Thursday, October 15, 2009

"... the shooting cannot be far off."

Almost everyone who has read history in a more than casual manner knows that when the great figure of God appears in a controversy, the shooting cannot be far off.
[Stewart H. Holbrook, Lost Men of American History; discussing the debate on slavery in the 1850s.]
I made a mistake: I started re-reading part of Mr. Holbrook's book, and now am compelled to share with you, my loyal readers, some of the passages I particularly enjoy.

The few pages I've just finished concern a book, The Impending Crisis of the South: How to Meet It, by Hinton Rowan Helper of North Carolina - a member of the planter class. The book indicts slavery on purely economic grounds. Mr. Helper has no use for blacks at all:
To the end of his long life he loathed Negroes and would never, if he could help it, stay where they were employed.
Rather, he believes slavery to be destroying Southern culture and civilization, and advocates abolition... and sending the Blacks back to Africa. He later
... wrote three books on "the Negro Question" which were little more than unbalanced denunciation of the black race as a menace to the North and South. He said flatly that he wanted "to write the Negro out of America... out of existence."
The book is said to have gone through 140 printings.
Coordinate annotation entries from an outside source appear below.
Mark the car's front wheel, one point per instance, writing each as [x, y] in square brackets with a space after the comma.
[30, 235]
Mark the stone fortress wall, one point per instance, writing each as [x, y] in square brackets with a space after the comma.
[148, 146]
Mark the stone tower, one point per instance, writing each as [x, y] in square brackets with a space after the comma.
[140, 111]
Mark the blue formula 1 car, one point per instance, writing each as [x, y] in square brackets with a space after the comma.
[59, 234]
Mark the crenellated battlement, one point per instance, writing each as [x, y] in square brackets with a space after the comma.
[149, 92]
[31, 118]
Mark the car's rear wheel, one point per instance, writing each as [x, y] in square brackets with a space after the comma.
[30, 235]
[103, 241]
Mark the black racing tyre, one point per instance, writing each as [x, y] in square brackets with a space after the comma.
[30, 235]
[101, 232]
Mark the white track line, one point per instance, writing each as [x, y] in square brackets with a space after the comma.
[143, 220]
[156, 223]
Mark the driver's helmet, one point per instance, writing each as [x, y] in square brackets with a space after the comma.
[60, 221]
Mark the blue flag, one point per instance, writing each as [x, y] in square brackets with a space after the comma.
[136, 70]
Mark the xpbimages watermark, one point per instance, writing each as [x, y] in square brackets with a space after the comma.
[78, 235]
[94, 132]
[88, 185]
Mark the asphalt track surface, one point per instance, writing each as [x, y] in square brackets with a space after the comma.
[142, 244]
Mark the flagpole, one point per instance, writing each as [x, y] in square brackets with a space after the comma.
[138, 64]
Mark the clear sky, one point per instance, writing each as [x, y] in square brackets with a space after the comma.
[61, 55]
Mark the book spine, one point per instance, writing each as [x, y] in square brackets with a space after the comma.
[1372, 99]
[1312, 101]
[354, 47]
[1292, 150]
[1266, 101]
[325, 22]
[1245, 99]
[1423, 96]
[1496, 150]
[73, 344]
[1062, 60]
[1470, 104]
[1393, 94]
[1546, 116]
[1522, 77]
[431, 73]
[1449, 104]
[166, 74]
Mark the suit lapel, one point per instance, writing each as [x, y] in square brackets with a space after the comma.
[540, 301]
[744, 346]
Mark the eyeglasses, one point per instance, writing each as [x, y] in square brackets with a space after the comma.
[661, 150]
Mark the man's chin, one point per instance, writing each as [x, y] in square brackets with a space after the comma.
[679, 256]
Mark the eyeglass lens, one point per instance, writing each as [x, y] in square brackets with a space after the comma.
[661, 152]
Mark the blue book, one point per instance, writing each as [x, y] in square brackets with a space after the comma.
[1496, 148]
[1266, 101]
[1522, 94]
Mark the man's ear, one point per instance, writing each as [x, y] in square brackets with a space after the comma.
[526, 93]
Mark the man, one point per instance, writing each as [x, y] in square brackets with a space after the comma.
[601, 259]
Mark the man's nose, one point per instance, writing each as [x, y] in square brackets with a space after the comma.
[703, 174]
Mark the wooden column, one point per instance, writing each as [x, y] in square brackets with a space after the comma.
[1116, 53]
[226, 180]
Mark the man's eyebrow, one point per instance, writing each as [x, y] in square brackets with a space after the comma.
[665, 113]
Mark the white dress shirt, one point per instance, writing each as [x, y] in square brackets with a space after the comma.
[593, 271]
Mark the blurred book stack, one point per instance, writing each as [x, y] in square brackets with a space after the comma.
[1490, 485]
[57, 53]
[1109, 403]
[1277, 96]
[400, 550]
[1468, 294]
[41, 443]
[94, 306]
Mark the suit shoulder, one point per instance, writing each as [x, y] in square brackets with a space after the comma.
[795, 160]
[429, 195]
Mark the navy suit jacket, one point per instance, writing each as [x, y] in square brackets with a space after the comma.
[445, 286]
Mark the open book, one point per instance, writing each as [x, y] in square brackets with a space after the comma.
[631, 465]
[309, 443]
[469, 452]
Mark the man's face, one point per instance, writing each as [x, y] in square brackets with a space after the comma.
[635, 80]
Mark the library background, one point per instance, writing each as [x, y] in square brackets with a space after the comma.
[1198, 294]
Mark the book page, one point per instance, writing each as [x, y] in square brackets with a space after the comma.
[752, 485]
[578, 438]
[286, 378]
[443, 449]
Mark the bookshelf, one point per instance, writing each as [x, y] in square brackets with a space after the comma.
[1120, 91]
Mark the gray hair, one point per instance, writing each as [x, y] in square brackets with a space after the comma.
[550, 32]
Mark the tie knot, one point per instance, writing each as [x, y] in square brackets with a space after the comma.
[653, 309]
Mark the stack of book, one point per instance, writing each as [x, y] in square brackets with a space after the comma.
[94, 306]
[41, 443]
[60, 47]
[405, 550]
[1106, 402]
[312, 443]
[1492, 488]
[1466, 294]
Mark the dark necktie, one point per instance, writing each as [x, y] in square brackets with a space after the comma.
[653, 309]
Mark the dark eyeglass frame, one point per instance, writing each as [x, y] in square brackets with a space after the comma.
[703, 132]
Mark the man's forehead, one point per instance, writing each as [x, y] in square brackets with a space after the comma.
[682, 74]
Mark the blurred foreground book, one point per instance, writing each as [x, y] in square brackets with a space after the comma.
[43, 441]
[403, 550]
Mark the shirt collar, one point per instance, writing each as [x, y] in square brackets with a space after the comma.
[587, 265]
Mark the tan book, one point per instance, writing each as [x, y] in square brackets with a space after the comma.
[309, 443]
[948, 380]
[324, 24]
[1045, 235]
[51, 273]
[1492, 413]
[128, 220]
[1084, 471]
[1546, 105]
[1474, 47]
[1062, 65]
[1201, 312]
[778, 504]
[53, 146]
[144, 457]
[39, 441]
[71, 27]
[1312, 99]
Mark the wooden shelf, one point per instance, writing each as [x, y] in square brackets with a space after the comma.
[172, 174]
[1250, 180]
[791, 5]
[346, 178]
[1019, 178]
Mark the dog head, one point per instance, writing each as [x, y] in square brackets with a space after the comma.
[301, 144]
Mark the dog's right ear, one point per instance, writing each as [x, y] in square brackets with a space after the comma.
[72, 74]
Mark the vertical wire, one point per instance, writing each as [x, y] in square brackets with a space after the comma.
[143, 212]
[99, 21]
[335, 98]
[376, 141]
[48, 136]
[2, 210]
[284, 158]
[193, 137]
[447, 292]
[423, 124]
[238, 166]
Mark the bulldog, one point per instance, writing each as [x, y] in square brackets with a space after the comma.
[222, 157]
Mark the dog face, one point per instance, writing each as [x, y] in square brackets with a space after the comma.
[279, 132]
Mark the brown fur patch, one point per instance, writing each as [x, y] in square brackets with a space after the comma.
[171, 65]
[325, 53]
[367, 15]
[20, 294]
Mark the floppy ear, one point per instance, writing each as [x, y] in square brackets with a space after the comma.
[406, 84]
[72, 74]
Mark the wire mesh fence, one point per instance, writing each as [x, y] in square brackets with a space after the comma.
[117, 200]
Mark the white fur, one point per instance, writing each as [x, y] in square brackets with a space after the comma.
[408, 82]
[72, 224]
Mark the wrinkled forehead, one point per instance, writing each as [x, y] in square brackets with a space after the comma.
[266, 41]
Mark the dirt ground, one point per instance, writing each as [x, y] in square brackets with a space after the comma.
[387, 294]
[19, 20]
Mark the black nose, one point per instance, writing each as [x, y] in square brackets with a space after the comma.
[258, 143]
Southern legislatures passed laws against it.
In Arkansas, three men were hanged by mobs for owning copies of the book.
Among his other arguments, Helper notices the effects of slavery on the non-slaveholding Southern whites:
Their freedom, he says, is only nominal, and their "unparalleled illiteracy and degradation is purposely and fiendishly perpetuated" upon them by the oligarchism of the slaveholders. "How little the poor white trash, the great majority of the Southern people, know of real conditions of the country... it is sadly astonishing."
[emphasis added]
"Unparalleled illiteracy and degradation... purposely and fiendishly perpetuated upon them by the oligarchism of the slaveholders."
Change "slaveholders" to "Big Business" and you've got a pretty good description of today's tea-baggers!